Cheviot, “that you are a Justice of the Peace!”

“Yes, certainly.”

“I wonder you should not be ashamed to own it!” she said virtuously.

“My dear ma’am, there is nothing in the least derogatory in being a Justice of the Peace!” he replied, at his blandest.

Mrs. Cheviot sought in vain for words adequate to the occasion, and could only regard him in speechless dudgeon.

Chapter XIII

The next day, the eve of the funeral, passed in much the same busy but uneventful style. The piles of rubbish grew higher yet. Miss Beccles was made happy by being permitted to make the stillroom and the linen cupboard her particular concerns. Elinor began to think that in time the house might be made very tolerable. And Nicky beguiled the morning by taking Bouncer to a neighboring farm and engaging in a rat hunt which might have been more successful had not Bouncer jumped to an overhasty conclusion that his first duty was to rid the world of the flea-ridden terrier who should have assisted him in his work of destroying all the rats in the big barn.

Returning from the day’s sport midway through the afternoon, Nicky strolled up to the house by the short cut that led through the surrounding woodland in time to see an elegant post-chaise-and-four drawn up before the front door.
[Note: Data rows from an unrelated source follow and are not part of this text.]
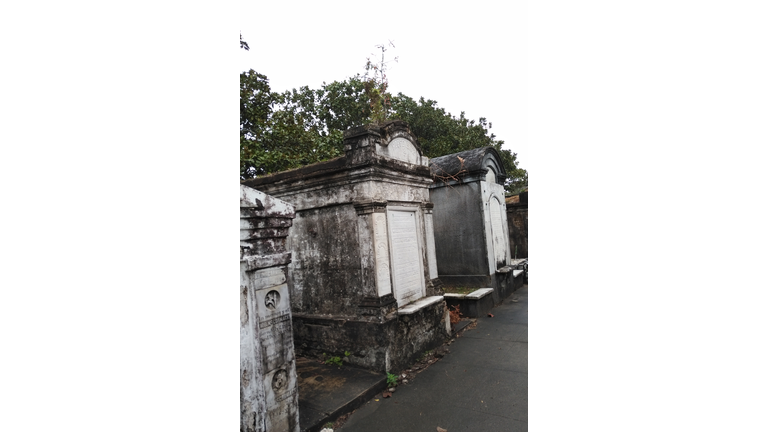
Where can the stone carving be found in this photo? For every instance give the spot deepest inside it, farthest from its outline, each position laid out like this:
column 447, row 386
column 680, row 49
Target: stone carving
column 500, row 241
column 272, row 299
column 382, row 254
column 406, row 259
column 401, row 149
column 267, row 361
column 279, row 379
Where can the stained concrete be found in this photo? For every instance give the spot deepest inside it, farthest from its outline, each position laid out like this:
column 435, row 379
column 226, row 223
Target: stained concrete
column 481, row 385
column 327, row 391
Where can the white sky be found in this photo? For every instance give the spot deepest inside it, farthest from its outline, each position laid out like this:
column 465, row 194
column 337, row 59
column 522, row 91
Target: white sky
column 469, row 56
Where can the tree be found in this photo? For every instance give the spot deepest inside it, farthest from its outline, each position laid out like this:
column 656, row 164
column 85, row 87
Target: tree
column 280, row 131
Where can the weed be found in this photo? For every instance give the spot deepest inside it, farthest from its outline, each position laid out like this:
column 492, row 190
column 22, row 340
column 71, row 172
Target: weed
column 335, row 360
column 391, row 380
column 425, row 355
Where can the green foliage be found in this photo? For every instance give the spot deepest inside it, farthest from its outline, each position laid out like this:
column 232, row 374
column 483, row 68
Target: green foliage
column 426, row 354
column 439, row 133
column 391, row 380
column 280, row 131
column 335, row 360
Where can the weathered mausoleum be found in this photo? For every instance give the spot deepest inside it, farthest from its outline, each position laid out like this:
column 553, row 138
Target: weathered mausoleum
column 363, row 278
column 470, row 221
column 269, row 400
As he paused, in surprise, a very obvious gentleman’s gentleman jumped down from it, a dressing case in his hand, which he tenderly set down on the porch before turning back to assist his master to alight.

A slim and exquisite figure descended languidly onto the drive and stood with the utmost patience while I the valet straightened the numerous capes of his greatcoat and anxiously passed a handkerchief over the gleaming surface of a pair of well-cut Hessian boots. A high-crowned gray beaver with a curling brim was set at a slightly rakish angle on the gentleman’s head of glossy chestnut curls. He wore one gray glove and carried the other in the same hand, together with an ebony walking cane. From under the brim of his hat a pair of weary, blue eyes gazed in insufferable boredom at nothing in particular. Their expression of worldly cynicism made them sit oddly in a face decidedly round, and a nose inclined to the retroussé, and an almost womanishly delicate mouth and chin.

“Hell and the devil confound it!” uttered Nicky under his breath, recognizing the visitor.

Bouncer, who had been standing with his tail up and his ears on the prick, needed no more encouragement than these muttered words to send him forward like a bolt from the blue to execute his clear duty. Barking like a fiend, he launched himself upon the intruder.

The exquisite gentleman whirled about at the first bark, and as Bouncer came at full tilt across the ill-kept lawn, his ungloved right hand grasped the ivory top of his cane, deftly twisted it and drew a thin, wicked blade hissing from the ebony stick that formed its sheath.

Heel, Bouncer!” Nicky roared, terror for his pet lending such ferocity to his voice that Bouncer checked in mid-career, dropping tail and ears, and cowering to the earth in startled dismay.

Nicky came striding up, his eyes sparkling with wrath, his countenance flushed, and sternly admonished Bouncer.

The visitor kept his swordstick poised but raised his eyes, suddenly very wide open, to Nicky’s face. He was breathing a little fast, but his lips smiled, and he said smoothly: “I do not—like—dogs!”

“By God, Cheviot, if you so much as touch my dog with that blade of yours I’ll ram it down your gullet!” swore Nicky, glaring at him.

The smile grew, the arched brows rose. Francis Cheviot restored his blade to its sheath. “What, Nicholas! Determined to purge the world of Cheviots?”

Nicky’s color darkened and his fists clenched themselves involuntarily. Francis Cheviot laughed softly and patted his shoulder with one white hand. “There, there!” he said soothingly. “I was only funning, dear boy! I am sure you would not really ram my blade down my throat.”